If a proposed project meets the zoning requirements and development standards, as set forth in the city codes, the city, by law, cannot prevent the project from proceeding. The only way to change allowed project density or building height is to revise the general plan land use designations and amend city development standard ordinances. The author’s objective cannot be reached by changing the decision-making process for individual projects because the city does not have the authority to make such decisions.

In order to impose an affordable housing requirement on new multi-family housing the city must first pass a statute requiring affordable units be included in all new construction of multi-family housing. Typically such ordinances address definitions of affordable housing, resident qualifications, size of projects covered under the act, governmental monitoring over time, etc.

The author connects building higher projects to damage to qualify of life because of adverse impacts on roads, water, etc. Again the city’s ability to stop development for these reasons is constrained by state law. The city may only prevent the development if the environmental impact report for the project finds a significant adverse impact from the project.
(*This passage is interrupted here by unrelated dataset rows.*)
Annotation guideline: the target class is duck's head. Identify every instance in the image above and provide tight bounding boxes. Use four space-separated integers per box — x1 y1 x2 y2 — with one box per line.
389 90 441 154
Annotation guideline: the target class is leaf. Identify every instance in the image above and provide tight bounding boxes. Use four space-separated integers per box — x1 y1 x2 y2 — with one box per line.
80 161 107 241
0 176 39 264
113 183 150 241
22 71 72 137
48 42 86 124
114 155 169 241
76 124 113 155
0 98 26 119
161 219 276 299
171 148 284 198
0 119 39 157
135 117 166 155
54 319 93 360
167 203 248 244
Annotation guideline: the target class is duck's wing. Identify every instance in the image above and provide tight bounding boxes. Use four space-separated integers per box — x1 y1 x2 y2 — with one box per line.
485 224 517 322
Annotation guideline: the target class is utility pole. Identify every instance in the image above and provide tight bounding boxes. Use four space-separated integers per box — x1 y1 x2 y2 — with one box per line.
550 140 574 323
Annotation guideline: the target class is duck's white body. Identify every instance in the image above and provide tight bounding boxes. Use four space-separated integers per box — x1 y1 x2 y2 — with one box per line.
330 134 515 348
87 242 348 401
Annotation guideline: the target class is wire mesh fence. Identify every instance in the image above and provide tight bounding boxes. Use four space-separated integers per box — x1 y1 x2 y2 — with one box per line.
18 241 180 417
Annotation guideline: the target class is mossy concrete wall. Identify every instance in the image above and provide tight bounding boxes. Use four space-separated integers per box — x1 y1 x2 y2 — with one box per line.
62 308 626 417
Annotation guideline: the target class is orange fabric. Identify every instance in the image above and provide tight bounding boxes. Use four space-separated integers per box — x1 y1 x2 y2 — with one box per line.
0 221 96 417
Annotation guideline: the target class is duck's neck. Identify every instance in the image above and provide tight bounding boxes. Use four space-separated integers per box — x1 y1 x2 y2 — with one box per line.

If the environmental impact report identifies significant adverse impacts not addressed by the city, citizens may bring legal action.

The Community Benefits Agreement is not applicable to older, developed cities, such as Costa Mesa. It is used for very large, phased developments to be completed over a number of years. Costa Mesa does not include any large areas of undeveloped land.

The purpose of such agreements is not to have the developer “give something in return for zoning.” The purpose is to establish the developer’s obligation to fund and build certain community facilities such as parks, school sites, roads, etc., necessary to such large developments while giving the developer the assurance it will be able to proceed with the agreed development.

Contrary to Weitzberg’s writing, more intense development provides the greatest gain to the landowner, not the developer. Developers must bid against each other for land. As long as there is a market for the final product, the denser the development the more the developer can pay the landowner.

I do not advocate or oppose Weitzberg’s goals. To reach his goals he must fully understand land-use regulations and what changes are practically possible. Of course campaigning on a platform of change the General Plan, and pass an affordable housing law is not likely to attract as many voters as blaming the problem on the incumbents or suggesting residents share the financial cost of affordable housing.

STEVEN R. STRAUSS lives in Corona del Mar.